The illustrations are the main feature of the exhibition. Among them, visitors can view trends that have since changed, like a one-piece, thigh-length bathing costume, as well as those that could arguably have been taken from today's red carpets, such as a draping, gold evening gown with a revealing neckline and cinched waist. Together, the diverse illustrations communicate the trends and conventions of the period, when women's fashion was changing drastically.

"It's a really key era in fashion," Unkel explains. "In terms of what the dresses look like, it is a real change. There's a huge influence coming in with the arrival of the Ballets Russes [in Paris], and the oriental styles really impact the fashion world too. You're moving away from that really corseted S-curve of the Edwardian period, of the Gibson girl, with loads of underclothing, and you're moving much more toward the importance of draping."

In addition to documenting this change in the fashion aesthetic and desired female physique, Costumes Parisiens presents the era's conventions for dressing, especially the need to have specific outfits for different occasions. For example, along one wall visitors are exposed to the ankle-length dresses needed for dinner at home, before moving on to extravagant evening gowns, masquerade ball ensembles, sporting gear and even the relatively revealing bathing costumes - all key wardrobe essentials for the fashion-savvy woman.

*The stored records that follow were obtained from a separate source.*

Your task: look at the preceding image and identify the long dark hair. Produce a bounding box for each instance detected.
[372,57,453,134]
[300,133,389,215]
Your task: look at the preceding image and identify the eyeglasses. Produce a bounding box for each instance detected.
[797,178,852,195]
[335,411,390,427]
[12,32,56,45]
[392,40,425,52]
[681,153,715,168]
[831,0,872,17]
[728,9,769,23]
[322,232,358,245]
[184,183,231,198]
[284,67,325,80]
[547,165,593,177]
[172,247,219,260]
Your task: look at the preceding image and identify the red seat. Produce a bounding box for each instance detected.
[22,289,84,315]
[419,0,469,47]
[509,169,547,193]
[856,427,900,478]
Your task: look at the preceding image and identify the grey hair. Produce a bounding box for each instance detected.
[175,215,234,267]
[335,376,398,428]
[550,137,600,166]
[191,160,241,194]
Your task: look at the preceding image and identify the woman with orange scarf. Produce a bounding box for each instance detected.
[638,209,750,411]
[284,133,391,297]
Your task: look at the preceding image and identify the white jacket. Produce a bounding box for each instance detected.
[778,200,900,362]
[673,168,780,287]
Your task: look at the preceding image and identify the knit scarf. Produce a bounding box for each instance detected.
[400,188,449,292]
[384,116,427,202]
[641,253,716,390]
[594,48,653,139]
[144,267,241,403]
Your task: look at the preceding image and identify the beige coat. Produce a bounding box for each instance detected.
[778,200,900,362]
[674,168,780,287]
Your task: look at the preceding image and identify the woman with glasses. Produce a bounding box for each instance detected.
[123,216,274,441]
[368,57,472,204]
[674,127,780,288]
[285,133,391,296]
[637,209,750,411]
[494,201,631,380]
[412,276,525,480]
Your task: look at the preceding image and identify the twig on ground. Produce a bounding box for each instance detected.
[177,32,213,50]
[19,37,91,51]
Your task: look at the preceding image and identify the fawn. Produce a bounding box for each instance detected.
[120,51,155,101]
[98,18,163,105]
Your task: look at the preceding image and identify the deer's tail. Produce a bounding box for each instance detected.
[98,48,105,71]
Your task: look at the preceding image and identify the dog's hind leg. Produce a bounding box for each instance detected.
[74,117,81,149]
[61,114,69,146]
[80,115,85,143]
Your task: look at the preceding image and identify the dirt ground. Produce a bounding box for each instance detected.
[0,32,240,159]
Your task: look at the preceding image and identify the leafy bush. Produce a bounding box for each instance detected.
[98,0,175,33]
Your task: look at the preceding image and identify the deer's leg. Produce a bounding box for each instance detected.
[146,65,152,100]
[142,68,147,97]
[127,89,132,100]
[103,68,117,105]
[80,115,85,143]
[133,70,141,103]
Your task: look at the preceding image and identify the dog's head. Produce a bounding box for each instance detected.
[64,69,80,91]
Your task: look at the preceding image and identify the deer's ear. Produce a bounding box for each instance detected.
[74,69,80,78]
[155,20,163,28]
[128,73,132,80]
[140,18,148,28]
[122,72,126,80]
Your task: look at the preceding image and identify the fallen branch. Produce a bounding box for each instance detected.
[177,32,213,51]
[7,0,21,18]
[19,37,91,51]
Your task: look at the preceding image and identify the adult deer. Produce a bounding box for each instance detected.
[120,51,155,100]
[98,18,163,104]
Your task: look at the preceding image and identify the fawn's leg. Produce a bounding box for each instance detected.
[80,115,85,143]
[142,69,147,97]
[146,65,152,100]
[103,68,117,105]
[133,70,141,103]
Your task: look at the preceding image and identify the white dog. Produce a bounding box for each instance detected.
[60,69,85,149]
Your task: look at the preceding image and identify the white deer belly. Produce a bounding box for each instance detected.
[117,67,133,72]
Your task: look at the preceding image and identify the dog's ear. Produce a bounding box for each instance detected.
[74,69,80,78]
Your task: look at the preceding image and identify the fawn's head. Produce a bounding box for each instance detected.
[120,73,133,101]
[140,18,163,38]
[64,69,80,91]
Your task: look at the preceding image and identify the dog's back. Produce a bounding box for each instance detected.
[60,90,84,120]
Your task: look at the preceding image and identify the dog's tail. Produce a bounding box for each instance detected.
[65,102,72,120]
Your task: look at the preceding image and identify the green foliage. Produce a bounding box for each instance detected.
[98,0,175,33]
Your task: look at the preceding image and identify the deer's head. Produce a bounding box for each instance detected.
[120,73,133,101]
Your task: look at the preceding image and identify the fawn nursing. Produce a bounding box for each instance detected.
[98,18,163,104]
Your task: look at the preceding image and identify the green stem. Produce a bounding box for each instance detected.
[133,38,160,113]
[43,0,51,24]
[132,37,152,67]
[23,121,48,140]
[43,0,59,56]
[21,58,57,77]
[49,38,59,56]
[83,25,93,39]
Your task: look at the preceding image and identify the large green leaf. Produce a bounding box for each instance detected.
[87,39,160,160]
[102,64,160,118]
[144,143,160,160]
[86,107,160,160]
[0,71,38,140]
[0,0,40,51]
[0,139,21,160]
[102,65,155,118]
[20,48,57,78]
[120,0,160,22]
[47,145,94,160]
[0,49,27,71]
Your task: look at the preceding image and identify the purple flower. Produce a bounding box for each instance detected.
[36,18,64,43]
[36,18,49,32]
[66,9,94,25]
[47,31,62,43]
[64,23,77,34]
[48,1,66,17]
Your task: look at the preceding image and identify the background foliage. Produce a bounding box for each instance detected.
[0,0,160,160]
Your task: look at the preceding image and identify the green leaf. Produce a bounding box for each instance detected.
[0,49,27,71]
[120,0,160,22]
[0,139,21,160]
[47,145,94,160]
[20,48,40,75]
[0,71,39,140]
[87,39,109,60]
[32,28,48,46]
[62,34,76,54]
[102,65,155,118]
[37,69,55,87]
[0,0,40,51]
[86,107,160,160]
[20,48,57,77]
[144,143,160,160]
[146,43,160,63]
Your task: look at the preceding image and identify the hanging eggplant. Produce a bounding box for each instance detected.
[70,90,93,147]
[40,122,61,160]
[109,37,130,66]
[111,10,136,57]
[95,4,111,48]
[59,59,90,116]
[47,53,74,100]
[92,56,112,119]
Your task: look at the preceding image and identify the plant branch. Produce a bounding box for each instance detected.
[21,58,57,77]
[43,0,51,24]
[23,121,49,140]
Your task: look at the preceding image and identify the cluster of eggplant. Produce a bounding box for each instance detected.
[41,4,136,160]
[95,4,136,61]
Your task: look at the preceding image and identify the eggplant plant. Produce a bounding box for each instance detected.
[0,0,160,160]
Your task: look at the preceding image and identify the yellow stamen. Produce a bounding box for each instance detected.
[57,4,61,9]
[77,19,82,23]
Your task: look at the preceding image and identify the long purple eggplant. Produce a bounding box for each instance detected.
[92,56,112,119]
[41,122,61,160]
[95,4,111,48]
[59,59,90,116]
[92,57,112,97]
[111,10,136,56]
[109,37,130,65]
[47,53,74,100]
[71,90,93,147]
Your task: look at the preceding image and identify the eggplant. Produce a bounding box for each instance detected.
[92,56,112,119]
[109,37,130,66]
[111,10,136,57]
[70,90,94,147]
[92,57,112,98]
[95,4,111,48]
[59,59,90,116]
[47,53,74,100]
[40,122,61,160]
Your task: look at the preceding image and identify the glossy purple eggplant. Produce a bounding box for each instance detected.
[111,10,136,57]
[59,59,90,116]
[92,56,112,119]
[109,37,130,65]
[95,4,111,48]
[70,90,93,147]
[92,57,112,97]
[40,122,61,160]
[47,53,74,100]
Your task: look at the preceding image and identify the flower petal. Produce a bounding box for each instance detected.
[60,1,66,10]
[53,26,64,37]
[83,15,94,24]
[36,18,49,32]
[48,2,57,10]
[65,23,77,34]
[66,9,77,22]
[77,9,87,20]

Mining millionaire Chester Beatty and his family were part of the wealthy, fashion-conscious group that would have adhered to such rules, although they primarily resided in the United States, England and Ireland, rather than in France. "Both his wives [Grace (Ninette) Rickard and Edith Dunn Stone] were absolute fashionistas of their day," Unkel comments. "We have the 1910 expense records for his first wife for the household and it lists all the shops that she went to and the amount of money that she spent. The equivalent would have been unbelievable, something to the effect of €250,000 in today's money on clothes - not including jewellery - for the year."

The Costumes Parisiens exhibit not only presents women’s fashion trends of the time but it also shows off the work of renowned female illustrators, including Gerda Wegener, who created this work “Veste de soie ecossaise,” for the June 1, 1914 issue of the magazine. © Trustees of the Chester Beatty Library.

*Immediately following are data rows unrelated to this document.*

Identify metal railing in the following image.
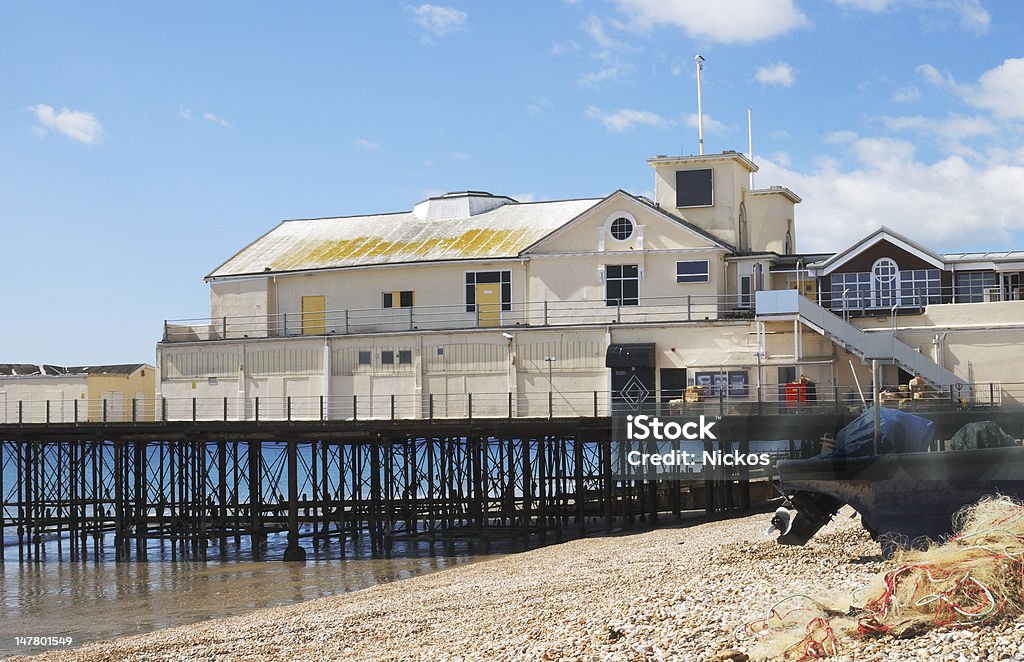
[163,294,754,342]
[820,284,1024,316]
[0,382,1007,426]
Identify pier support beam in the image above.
[285,440,306,562]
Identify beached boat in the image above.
[773,410,1024,554]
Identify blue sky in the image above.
[0,0,1024,364]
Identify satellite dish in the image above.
[765,506,793,537]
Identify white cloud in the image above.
[587,106,671,131]
[203,113,231,129]
[916,57,1024,120]
[686,113,726,133]
[617,0,810,43]
[577,65,626,87]
[29,104,103,144]
[891,85,921,104]
[754,63,795,87]
[526,96,552,115]
[967,57,1024,119]
[550,40,583,55]
[835,0,992,35]
[407,4,469,37]
[882,115,997,141]
[758,136,1024,251]
[836,0,898,13]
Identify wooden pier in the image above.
[0,413,1020,562]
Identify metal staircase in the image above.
[756,290,967,386]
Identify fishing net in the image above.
[744,496,1024,661]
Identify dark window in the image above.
[676,259,709,283]
[899,268,942,306]
[956,272,995,303]
[778,367,797,400]
[694,370,749,398]
[676,168,715,207]
[611,216,633,241]
[831,272,871,311]
[466,272,512,313]
[604,264,640,305]
[384,290,413,308]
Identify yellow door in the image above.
[302,296,327,335]
[476,283,502,327]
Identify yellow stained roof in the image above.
[207,199,600,278]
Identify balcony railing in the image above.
[0,382,1007,426]
[163,295,754,342]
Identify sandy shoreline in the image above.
[18,509,1024,660]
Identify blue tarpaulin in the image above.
[826,407,935,457]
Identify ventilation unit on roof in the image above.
[413,191,518,220]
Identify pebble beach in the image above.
[19,508,1024,661]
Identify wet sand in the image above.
[14,510,1024,661]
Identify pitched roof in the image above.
[524,189,736,253]
[807,225,945,276]
[207,198,601,279]
[0,363,152,377]
[0,363,62,377]
[65,363,150,375]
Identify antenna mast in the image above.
[693,54,703,156]
[746,109,754,191]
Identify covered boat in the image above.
[773,409,1024,553]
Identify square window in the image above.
[676,168,715,207]
[676,259,711,283]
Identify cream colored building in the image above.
[0,363,157,423]
[157,152,1024,419]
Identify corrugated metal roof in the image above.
[0,363,152,377]
[207,199,601,278]
[943,250,1024,260]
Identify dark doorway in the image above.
[604,342,656,414]
[658,368,686,408]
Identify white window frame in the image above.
[870,257,899,308]
[676,259,711,285]
[604,211,640,244]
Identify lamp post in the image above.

 Renowned female illustrator, Gerda 
Wegener created "Veste de soie ecossaise"
for the 1 June 1914 issue of the magazine. 
© The Trustees of the Chester
Beatty Library.

It's also believed that second wife Edith may have introduced Beatty to the Journal des Dames, as she was a collector herself and, according to Unkel, travelled to Paris to purchase art as well as fashion. It's for this reason that Unkel has featured Edith very prominently in Costumes Parisiens by way of a life-size black-and-white photograph in which she, dressed in a trendy cocoon-style coat, personifies the illustrations that surround her.

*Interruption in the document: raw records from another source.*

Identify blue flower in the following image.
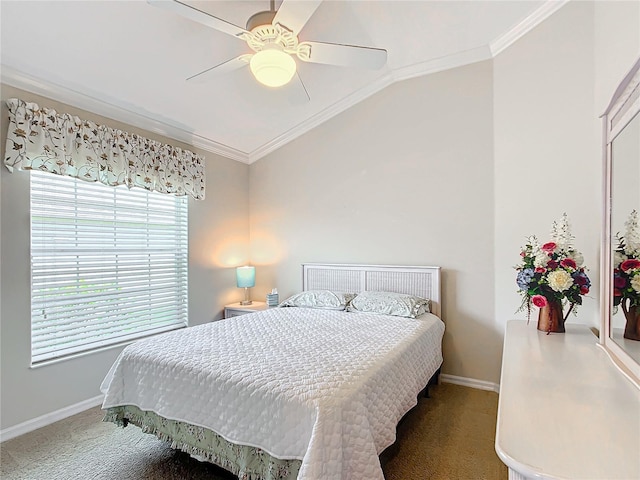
[516,268,534,291]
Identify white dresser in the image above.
[495,320,640,480]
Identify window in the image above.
[31,171,188,364]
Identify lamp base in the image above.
[240,287,253,305]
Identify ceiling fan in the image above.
[147,0,387,100]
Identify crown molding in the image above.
[248,47,491,164]
[393,46,492,82]
[489,0,569,57]
[0,65,249,163]
[0,0,569,164]
[249,73,394,164]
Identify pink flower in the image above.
[542,242,557,253]
[620,258,640,272]
[531,295,549,308]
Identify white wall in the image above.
[494,2,640,338]
[0,85,249,430]
[250,62,501,382]
[494,2,602,334]
[250,2,640,382]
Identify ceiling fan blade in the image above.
[147,0,248,37]
[300,42,387,69]
[272,0,322,35]
[187,55,251,84]
[284,72,311,105]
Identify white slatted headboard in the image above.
[302,263,442,317]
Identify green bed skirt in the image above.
[104,405,302,480]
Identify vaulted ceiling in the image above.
[0,0,565,163]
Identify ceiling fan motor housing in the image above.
[247,10,276,32]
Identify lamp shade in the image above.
[249,49,296,87]
[236,267,256,288]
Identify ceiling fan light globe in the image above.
[249,49,296,87]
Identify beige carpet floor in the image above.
[0,383,508,480]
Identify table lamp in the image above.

Among those fashion plates is the work of some of the greatest illustrators of the day, including George Barbier, Bernard Boutet de Monvel, and female artists Marie-Madeleine Franc-Nohain and Gerda Wegener. Each plate is the product of a very detailed and time-consuming process; the illustrators created their sketches using pen, ink and watercolour, and then engraved the outlines onto a copper plate. Next, skilled printers produced copies of the outlines, while others were responsible for making stencils for the coloured areas. Yet another person was charged with the final task of adding the colour by hand.

Given that many of the magazine's illustrators also worked as designers with Paris' haute couture houses, the resulting plates were always considered to represent real trends, Unkel emphasises. As such, when each issue of the Journal des Dames arrived to its subscribers, they would take inspiration from the illustrations. As Unkel continues, they then used the fashion plates as models for their dressmakers to copy or went out into the streets and shops of Paris to find something similar - or sometimes the exact ensemble - to add to their always-expanding wardrobes.

Little did they know then that their sacred tradition of finding inspiration and aspiration for one's style and lifestyle in the pages of a magazine would live on long after their beloved fashion bible, the Journal des Dames, printed its final issue.